We selected the 9 course 'Experience' taster menu and 'pushed the boat out' with a £65 bottle of Trebbiano d' Abruzzo to accompany it. Service was prompt, as Wednesday evenings clearly do not attract the Edgbaston set in their masses, and the restaurant was at 50% occupancy. After tasting our wine, canapés of Smoked haddock croquette and Oxtail doughnut arrived and were duly enjoyed for their different tastes and seasoning. The deep fried oxtail seemed the better of the two. The 'Tomato' course followed soon after, and while it's look was a little off-putting its taste truly compensated. The Heirloom tomato presse with buttermilk, tomato seeds and herbs was a refreshing mouthful of jelly that beautifully cleansed the palette.
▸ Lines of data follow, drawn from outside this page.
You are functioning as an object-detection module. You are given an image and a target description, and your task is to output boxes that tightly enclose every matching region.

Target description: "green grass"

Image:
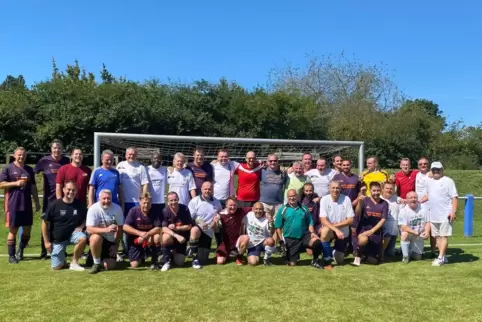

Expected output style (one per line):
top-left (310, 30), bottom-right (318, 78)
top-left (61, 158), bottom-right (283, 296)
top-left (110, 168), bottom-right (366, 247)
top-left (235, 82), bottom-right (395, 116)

top-left (0, 171), bottom-right (482, 321)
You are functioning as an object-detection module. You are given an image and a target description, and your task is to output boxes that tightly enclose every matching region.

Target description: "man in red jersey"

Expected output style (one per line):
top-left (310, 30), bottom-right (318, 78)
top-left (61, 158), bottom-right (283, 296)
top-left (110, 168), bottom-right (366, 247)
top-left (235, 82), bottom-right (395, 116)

top-left (55, 149), bottom-right (92, 204)
top-left (235, 151), bottom-right (263, 207)
top-left (395, 158), bottom-right (418, 201)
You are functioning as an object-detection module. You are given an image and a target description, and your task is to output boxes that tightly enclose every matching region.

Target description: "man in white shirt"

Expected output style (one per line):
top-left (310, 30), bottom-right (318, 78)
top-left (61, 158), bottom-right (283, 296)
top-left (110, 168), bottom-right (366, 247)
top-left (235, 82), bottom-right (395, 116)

top-left (381, 182), bottom-right (403, 257)
top-left (320, 181), bottom-right (355, 269)
top-left (188, 181), bottom-right (222, 269)
top-left (146, 152), bottom-right (167, 213)
top-left (422, 162), bottom-right (458, 266)
top-left (85, 189), bottom-right (124, 274)
top-left (117, 147), bottom-right (149, 261)
top-left (398, 191), bottom-right (430, 264)
top-left (167, 152), bottom-right (196, 206)
top-left (305, 158), bottom-right (336, 198)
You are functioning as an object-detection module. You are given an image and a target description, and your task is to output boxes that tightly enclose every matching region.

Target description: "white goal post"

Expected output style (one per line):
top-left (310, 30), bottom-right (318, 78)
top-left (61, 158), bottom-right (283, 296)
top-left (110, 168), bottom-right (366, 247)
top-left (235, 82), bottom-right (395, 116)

top-left (94, 132), bottom-right (364, 169)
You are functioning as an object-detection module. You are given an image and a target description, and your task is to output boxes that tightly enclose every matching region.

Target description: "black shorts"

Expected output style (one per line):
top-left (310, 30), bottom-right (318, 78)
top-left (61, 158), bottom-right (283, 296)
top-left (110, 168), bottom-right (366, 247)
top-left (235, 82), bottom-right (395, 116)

top-left (285, 233), bottom-right (311, 263)
top-left (100, 238), bottom-right (117, 260)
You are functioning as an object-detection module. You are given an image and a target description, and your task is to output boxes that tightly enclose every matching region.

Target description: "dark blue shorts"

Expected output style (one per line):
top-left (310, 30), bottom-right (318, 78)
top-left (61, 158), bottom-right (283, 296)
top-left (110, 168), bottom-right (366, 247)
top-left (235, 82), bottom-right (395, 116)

top-left (248, 243), bottom-right (264, 257)
top-left (5, 211), bottom-right (33, 228)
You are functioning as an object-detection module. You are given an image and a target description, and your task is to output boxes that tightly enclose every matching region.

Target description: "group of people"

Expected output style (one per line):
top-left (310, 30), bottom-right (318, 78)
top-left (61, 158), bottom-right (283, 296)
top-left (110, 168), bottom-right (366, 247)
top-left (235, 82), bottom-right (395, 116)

top-left (0, 140), bottom-right (457, 274)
Squid minestrone occupied the soup course, and this unusual mix was delightful. I am not a lover of squid, but this dish of fresh vegetables and soft tender squid went down very well.

The taster menu provides small servings of lots of dishes and Turner's choices are expertly put together and presented and served with panache. The waiter delivers each course from the kitchen and then the maître de serves the dishes, while explain the serving. It is done with flair and skill which makes the guest feel that little bit special. So it was, we were on to the starter course of Roast duck liver, blackberry and 'minus 8 vinegar'. (I presumed 'minus' meant a vinegar reduction). I must admit that the duck liver alone was a little bland but combined with the blackberries, it is a stunning and delicious combination. I would have loved more! However, it was on to course number five and 'Jersey royals' - a sensational dish of potatoes with pine, lovage and fresh curds. The best dish so far! The sauce was 'to die for' and the potatoes were just like those Jerseys that Mum used to buy when I was a lad.

I must say that the main course was the most disappointing. A pork dish with variations of lettuce and yoghurt, while beautifully cooked and nicely pink with a reduced sauce, it lacked the delightful taste we had experienced with earlier courses. Yes, we both cleared our plates, as with almost every plate, but sadly there was no 'wow' factor. On to the cheese course - yes, before the dessert! It's the French way, I'm told. However, it's a filling course and while the walnut and raisin bread to accompany the Brillat truffle and Tamworth goat's cheese, made an excellent and tasty combination of flavours, my wife had to opt out of the two final dessert courses, for fear of 'stomach burst'.

I ploughed on and enjoyed Wild lime with bitter chocolate, avocado and coconut, a refreshing taste of fruits with a the bitterness of the chocolate sorbet. And finally course number nine, Raspberries with beetroot sorbet, rose, almond granola and basil. It was here that I finally found the one chink in Michelin Chef Richard Turner's 'experience' menu - beetroot and raspberries are not a good combination! In fact, they should be avoided! Their tastes do not work in harmony or in contrast and while the dish needed some coldness, the beetroot sorbet was not the answer. The basil and granola worked well with the sharpness of the fruit, but my sorbet went back to the kitchen as the only remnant from any otherwise fabulous wedding anniversary experience of 'Experience'.

The bill came to £281 which included the excellent wine and a 12.5% service charge.